Merriam-Webster — for un-overridden terms, fetch the MW respelling, convert to IPA, validate against Magpie’s en-US phoneme set. If both succeed, the term is tagged merriam-webster.
Magpie G2P (fall-through) — if neither override nor MW produces a valid IPA, the plain text is passed to Magpie’s neural G2P at synthesis time. The row is tagged magpie_g2p.

Every manifest row carries the ipa_source tag (override | merriam-webster | magpie_g2p). The delta between merriam-webster and magpie_g2p rows in the Stage 3 leaderboard is the proof the pronunciation strategy is working — call it out explicitly when you produce the leaderboard.

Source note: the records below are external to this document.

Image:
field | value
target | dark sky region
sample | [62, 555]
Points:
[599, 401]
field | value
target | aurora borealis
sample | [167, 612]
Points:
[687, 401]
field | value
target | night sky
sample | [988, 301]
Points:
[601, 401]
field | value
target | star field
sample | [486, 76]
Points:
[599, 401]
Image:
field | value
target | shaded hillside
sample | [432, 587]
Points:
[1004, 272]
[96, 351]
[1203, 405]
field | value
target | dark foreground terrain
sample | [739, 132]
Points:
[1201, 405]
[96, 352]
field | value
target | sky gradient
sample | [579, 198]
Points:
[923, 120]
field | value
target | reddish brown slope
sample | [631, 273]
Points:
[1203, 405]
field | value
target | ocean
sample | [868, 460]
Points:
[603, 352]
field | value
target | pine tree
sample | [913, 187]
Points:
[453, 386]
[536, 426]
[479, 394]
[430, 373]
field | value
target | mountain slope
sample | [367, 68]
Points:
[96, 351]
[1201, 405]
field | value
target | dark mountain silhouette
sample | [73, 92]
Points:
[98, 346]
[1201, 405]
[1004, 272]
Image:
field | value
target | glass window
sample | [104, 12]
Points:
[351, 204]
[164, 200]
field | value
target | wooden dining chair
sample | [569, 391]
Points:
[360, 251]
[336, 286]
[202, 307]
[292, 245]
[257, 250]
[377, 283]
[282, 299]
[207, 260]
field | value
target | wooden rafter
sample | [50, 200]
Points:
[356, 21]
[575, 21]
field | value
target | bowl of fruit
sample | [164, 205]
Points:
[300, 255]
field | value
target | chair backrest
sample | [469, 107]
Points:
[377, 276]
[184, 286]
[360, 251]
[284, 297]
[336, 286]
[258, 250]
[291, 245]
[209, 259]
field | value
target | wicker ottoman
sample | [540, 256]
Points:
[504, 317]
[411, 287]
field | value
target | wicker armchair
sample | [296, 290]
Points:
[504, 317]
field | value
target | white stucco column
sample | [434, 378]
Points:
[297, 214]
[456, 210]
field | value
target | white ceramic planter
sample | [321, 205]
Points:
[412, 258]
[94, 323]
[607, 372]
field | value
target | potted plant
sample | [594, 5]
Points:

Three MW lookup choices — all tag merriam-webster. A: dictionaryapi.com JSON API + DICTIONARY_API_KEY (free at dictionaryapi.com) — recommended for standalone use. B: HTML scrape of merriam-webster.com — no key, brittle to site HTML changes; recipe inlined in references/pronunciation-pipeline.md. C: skip MW, fall through to Magpie G2P with weaker long-tail coverage. Both recipes + the full respelling→IPA table live in references/pronunciation-pipeline.md. The Path A function takes api_key as an arg (never reads os.environ); pass None to skip MW.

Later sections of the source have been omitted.